To date, I have been following several Cyclingnews riders' diaries from my chair. Now it is my first time on the writing side, which takes a little bit more time.
It is the second week that I am at home, after a two-and-a-half-month long road trip. When I left for South Africa at the end of February, there was still a lot of snow around the house, and now the lawn is in desperate need of mowing for the first time. But how can I start mowing when the lawn mower is still at my brother's for service? I guess it will have to wait until after the Madrid round of the World Cup or in the meantime, maybe I can break down the fence and give my uncle's cows a new, heavenly and very green spot to eat?
And yes, all the Swiss cows are wearing bells. Do they wear them in case they disappear and need to be found or are they just a tourist attraction? This was the number one question from visitors all last week, during a Specialized press launch here in my home town Sigriswil, Switzerland. I was pretty busy eating, drinking and riding with journalists, Specialized engineers and marketing people from all around the world.
It was good fun, but my butt needed to get kicked on Thursday when it was time to do a few five minute low RPM strength intervals on the road bike. The day after the launch, I met Ned Overend on a big mountain in the rain and fog. Sure Ned was at the launch, too. He looked like he was getting bored taking the gondola for the downhill runs the whole day and instead opted for some cross country fun!
I am definitely not happy with how the last two World Cups turned out for me. The two races in Offenburg (Germany) and Houffalize (Belgium) are on my list of favorites, and at both races I could hear the podium announcer for my race from far away, while I was at our team booth, already changed.
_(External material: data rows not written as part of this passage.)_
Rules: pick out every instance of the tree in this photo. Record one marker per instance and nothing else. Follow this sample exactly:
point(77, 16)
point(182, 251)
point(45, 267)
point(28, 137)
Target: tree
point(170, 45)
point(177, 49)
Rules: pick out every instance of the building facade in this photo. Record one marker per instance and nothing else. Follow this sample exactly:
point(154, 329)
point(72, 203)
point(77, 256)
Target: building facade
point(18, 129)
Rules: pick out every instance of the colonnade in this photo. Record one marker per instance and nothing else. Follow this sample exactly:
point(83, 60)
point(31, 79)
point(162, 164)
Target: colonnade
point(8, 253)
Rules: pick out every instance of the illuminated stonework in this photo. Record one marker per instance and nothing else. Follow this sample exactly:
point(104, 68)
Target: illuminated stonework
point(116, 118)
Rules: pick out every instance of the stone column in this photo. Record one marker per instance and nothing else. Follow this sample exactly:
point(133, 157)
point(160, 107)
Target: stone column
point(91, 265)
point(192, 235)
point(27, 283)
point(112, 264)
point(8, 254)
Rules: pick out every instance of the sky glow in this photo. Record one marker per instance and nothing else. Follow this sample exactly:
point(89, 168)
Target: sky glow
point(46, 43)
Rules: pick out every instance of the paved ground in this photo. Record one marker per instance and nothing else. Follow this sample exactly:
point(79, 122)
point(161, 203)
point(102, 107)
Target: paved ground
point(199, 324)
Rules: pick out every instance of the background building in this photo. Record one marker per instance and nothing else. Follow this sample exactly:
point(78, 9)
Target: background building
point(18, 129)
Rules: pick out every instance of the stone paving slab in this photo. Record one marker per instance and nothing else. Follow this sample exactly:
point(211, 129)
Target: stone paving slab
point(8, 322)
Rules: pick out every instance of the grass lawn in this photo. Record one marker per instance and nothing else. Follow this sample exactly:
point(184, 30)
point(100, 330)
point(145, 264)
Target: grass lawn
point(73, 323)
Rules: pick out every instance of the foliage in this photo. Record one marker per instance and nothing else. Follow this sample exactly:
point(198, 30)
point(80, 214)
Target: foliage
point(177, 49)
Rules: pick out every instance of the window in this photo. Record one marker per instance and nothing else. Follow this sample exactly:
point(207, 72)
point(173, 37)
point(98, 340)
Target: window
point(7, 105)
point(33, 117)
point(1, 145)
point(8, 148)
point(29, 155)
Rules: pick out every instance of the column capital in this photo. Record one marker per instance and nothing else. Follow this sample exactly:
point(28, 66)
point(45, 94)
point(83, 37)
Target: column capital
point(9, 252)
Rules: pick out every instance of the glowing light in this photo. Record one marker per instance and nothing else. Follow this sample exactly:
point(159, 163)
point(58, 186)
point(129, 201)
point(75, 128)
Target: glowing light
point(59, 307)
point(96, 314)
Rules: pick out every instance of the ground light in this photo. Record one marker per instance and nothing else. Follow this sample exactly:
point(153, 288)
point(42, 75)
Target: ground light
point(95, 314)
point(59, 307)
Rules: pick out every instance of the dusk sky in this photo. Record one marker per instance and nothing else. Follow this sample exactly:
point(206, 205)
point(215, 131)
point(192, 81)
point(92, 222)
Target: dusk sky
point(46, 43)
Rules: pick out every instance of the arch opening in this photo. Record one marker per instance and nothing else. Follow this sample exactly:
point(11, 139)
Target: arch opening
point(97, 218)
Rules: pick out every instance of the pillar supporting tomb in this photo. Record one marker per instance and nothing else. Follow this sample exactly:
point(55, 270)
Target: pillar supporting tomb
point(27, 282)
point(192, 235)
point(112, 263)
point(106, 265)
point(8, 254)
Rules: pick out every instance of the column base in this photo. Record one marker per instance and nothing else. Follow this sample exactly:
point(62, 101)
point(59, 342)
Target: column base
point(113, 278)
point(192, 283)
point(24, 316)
Fortunately, (teammate) Burry (Stander) brought the champagne home for us, but it did not taste the same as winning it personally.
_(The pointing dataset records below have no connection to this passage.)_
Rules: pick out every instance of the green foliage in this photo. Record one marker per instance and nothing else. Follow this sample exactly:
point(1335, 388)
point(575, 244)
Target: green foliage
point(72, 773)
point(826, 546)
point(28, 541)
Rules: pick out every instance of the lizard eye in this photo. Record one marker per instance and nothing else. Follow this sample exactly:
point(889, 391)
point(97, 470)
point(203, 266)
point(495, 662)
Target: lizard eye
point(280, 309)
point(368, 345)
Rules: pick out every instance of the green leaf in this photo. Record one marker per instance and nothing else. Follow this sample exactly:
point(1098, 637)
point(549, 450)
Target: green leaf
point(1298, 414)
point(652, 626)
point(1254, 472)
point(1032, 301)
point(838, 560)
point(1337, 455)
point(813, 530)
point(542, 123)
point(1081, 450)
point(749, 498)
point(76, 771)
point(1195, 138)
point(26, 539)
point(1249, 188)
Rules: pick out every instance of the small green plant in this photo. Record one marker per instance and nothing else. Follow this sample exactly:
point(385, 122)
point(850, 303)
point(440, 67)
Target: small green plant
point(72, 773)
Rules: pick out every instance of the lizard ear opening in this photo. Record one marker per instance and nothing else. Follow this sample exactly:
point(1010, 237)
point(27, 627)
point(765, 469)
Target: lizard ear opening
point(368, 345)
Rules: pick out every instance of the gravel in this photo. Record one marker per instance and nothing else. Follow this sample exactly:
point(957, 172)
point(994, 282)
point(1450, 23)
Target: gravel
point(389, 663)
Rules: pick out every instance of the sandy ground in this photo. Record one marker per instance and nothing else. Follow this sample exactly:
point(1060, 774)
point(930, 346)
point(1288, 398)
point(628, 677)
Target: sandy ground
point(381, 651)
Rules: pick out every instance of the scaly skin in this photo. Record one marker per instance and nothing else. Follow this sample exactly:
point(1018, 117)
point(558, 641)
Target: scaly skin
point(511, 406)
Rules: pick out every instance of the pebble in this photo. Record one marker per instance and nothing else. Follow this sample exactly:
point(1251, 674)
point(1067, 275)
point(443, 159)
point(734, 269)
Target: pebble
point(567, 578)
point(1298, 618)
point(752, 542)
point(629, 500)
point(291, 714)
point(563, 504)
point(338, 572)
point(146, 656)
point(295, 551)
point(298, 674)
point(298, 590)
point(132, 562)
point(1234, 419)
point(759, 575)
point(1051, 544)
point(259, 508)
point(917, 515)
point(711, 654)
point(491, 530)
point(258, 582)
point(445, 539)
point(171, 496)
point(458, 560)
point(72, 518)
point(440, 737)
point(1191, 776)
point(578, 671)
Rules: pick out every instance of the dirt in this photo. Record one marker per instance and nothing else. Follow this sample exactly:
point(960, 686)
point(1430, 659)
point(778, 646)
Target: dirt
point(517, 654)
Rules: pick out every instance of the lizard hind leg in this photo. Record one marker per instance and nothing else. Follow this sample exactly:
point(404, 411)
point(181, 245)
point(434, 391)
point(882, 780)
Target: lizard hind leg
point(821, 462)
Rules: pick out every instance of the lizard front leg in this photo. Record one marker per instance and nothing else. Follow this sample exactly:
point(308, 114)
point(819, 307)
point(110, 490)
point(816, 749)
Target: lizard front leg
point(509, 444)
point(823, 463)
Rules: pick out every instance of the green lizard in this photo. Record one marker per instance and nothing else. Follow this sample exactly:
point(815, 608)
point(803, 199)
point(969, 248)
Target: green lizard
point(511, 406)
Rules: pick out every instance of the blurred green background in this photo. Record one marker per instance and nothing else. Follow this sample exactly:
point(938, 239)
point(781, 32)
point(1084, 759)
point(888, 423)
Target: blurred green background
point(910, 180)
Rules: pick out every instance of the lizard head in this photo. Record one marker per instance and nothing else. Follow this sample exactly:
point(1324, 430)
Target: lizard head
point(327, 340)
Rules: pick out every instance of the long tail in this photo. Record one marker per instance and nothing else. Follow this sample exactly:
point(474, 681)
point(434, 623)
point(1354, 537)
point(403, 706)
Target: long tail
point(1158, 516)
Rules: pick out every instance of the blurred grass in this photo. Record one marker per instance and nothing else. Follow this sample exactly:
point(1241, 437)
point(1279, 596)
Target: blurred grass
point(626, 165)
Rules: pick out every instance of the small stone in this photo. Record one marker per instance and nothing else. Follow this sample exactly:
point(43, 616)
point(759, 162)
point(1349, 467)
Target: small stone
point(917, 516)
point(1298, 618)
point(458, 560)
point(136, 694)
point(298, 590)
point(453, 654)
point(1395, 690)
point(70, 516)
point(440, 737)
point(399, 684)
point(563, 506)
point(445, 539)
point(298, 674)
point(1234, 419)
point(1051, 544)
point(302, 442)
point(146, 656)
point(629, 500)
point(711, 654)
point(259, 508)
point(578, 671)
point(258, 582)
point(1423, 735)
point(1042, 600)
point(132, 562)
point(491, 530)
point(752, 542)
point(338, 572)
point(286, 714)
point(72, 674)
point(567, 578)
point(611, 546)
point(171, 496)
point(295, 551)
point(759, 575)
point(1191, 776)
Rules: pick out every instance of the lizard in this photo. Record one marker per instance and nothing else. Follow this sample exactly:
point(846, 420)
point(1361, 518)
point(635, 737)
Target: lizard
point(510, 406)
In Offenburg, I crashed out while in second position and snapped both brakes off the handlebar. Hurrying to the tech zone was my immediate reaction, but then I came to my senses, and realized that this just made no sense, even with having one of the world's best mechanics in Benno for tech support.
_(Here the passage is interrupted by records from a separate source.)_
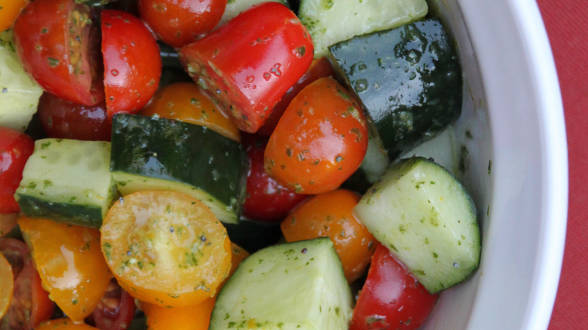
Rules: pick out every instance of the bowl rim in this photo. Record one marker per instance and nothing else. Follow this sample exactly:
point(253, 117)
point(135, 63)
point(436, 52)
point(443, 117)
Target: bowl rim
point(555, 161)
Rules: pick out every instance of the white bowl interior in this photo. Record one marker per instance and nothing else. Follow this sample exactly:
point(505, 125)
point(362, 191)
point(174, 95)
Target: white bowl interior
point(515, 165)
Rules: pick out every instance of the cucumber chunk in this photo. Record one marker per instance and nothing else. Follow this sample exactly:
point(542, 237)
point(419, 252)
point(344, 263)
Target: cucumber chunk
point(427, 219)
point(408, 80)
point(235, 7)
point(67, 180)
point(288, 286)
point(150, 153)
point(332, 21)
point(19, 93)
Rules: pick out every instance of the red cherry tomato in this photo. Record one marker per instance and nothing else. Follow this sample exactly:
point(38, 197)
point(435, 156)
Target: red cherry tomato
point(179, 22)
point(116, 309)
point(391, 297)
point(15, 149)
point(320, 140)
point(318, 69)
point(132, 64)
point(63, 119)
point(30, 303)
point(58, 44)
point(267, 200)
point(248, 64)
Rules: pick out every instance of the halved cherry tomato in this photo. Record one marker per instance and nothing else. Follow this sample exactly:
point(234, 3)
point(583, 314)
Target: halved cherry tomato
point(58, 44)
point(7, 223)
point(179, 22)
point(6, 285)
point(318, 69)
point(69, 262)
point(391, 297)
point(15, 149)
point(196, 317)
point(248, 64)
point(116, 309)
point(63, 119)
point(30, 303)
point(320, 140)
point(132, 64)
point(267, 200)
point(185, 101)
point(9, 12)
point(63, 324)
point(166, 248)
point(331, 214)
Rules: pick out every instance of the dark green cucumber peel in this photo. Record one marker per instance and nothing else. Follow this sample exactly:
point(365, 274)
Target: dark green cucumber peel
point(89, 216)
point(176, 151)
point(408, 79)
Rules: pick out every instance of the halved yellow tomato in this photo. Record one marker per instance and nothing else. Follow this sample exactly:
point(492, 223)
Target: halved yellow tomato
point(69, 262)
point(166, 248)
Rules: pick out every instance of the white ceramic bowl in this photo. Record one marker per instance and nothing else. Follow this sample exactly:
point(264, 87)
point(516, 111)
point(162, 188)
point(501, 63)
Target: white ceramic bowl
point(512, 107)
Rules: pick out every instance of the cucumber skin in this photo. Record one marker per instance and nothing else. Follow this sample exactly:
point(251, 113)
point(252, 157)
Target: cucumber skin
point(136, 139)
point(411, 94)
point(81, 215)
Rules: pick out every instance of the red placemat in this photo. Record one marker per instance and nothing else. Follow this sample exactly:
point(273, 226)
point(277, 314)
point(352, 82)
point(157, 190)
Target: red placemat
point(567, 26)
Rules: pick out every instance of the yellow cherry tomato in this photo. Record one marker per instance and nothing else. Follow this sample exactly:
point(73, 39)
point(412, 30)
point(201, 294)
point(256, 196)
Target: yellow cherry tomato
point(166, 248)
point(69, 262)
point(185, 101)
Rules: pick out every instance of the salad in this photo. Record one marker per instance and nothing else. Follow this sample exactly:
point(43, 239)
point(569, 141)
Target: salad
point(214, 164)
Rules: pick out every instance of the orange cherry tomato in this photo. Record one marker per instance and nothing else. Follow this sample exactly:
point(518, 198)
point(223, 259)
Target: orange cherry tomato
point(185, 101)
point(195, 317)
point(63, 324)
point(9, 12)
point(320, 140)
point(6, 285)
point(331, 215)
point(166, 248)
point(69, 262)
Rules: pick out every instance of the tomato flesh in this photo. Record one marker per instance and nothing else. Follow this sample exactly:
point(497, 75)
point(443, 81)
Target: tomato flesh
point(58, 45)
point(15, 149)
point(391, 297)
point(63, 119)
point(178, 23)
point(248, 64)
point(132, 64)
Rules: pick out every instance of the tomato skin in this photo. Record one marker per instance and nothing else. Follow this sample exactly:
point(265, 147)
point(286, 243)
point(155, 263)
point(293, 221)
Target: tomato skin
point(178, 23)
point(318, 69)
point(61, 252)
point(63, 119)
point(248, 64)
point(186, 102)
point(15, 149)
point(267, 200)
point(30, 302)
point(391, 297)
point(116, 309)
point(9, 12)
point(320, 140)
point(60, 55)
point(331, 214)
point(132, 64)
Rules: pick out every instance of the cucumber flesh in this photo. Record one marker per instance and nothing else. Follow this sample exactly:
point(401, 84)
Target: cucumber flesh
point(332, 21)
point(427, 219)
point(19, 93)
point(288, 286)
point(67, 180)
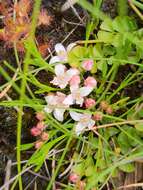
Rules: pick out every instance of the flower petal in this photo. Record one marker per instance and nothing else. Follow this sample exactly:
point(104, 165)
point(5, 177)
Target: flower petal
point(79, 128)
point(60, 69)
point(47, 109)
point(54, 59)
point(85, 91)
point(80, 101)
point(70, 46)
point(91, 124)
point(75, 116)
point(50, 99)
point(59, 114)
point(59, 48)
point(68, 100)
point(71, 72)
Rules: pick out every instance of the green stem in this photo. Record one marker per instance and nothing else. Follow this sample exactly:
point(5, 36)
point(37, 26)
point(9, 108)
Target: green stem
point(23, 88)
point(60, 163)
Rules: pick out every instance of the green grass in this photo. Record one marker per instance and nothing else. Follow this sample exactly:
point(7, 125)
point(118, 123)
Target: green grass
point(108, 149)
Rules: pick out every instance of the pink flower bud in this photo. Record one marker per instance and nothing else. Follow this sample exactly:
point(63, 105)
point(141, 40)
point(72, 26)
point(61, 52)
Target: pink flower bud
point(89, 102)
point(40, 125)
point(44, 136)
point(75, 80)
point(40, 116)
point(38, 144)
point(73, 178)
point(90, 82)
point(109, 110)
point(98, 116)
point(104, 105)
point(35, 131)
point(87, 65)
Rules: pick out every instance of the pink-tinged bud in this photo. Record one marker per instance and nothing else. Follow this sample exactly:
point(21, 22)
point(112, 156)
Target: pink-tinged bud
point(35, 131)
point(90, 82)
point(109, 110)
point(75, 80)
point(44, 136)
point(73, 178)
point(40, 125)
point(98, 116)
point(89, 103)
point(87, 65)
point(40, 116)
point(104, 105)
point(38, 144)
point(81, 185)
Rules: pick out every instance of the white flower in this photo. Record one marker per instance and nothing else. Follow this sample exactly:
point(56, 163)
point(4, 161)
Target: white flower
point(55, 104)
point(63, 76)
point(77, 95)
point(84, 121)
point(62, 53)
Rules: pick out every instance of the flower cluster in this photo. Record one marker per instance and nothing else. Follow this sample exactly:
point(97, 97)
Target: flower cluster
point(77, 90)
point(39, 131)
The week after in Houffalize, I had the flu and the fire was burning in my lungs instead of in my legs. Breathing hurt, and I felt like a very old diesel engine. It was still much better to race rather than being in the position of my teammate Todd Wells, who was completely sick and had to watch the race via Freecaster TV from his hotel room.
I hope this weekend at the next world cup in Madrid that we are all fit and healthy again so we can mix things up at the front. Madrid is a very fast and tactical course. It is good when we also have to think in races and not only pedal as hard as possible without thinking.
Madrid is the one classic that I have never won. In 2006, I was very close when I sprinted for the win against (Julien) Absalon, but being close is not winning...!
Thanks for reading!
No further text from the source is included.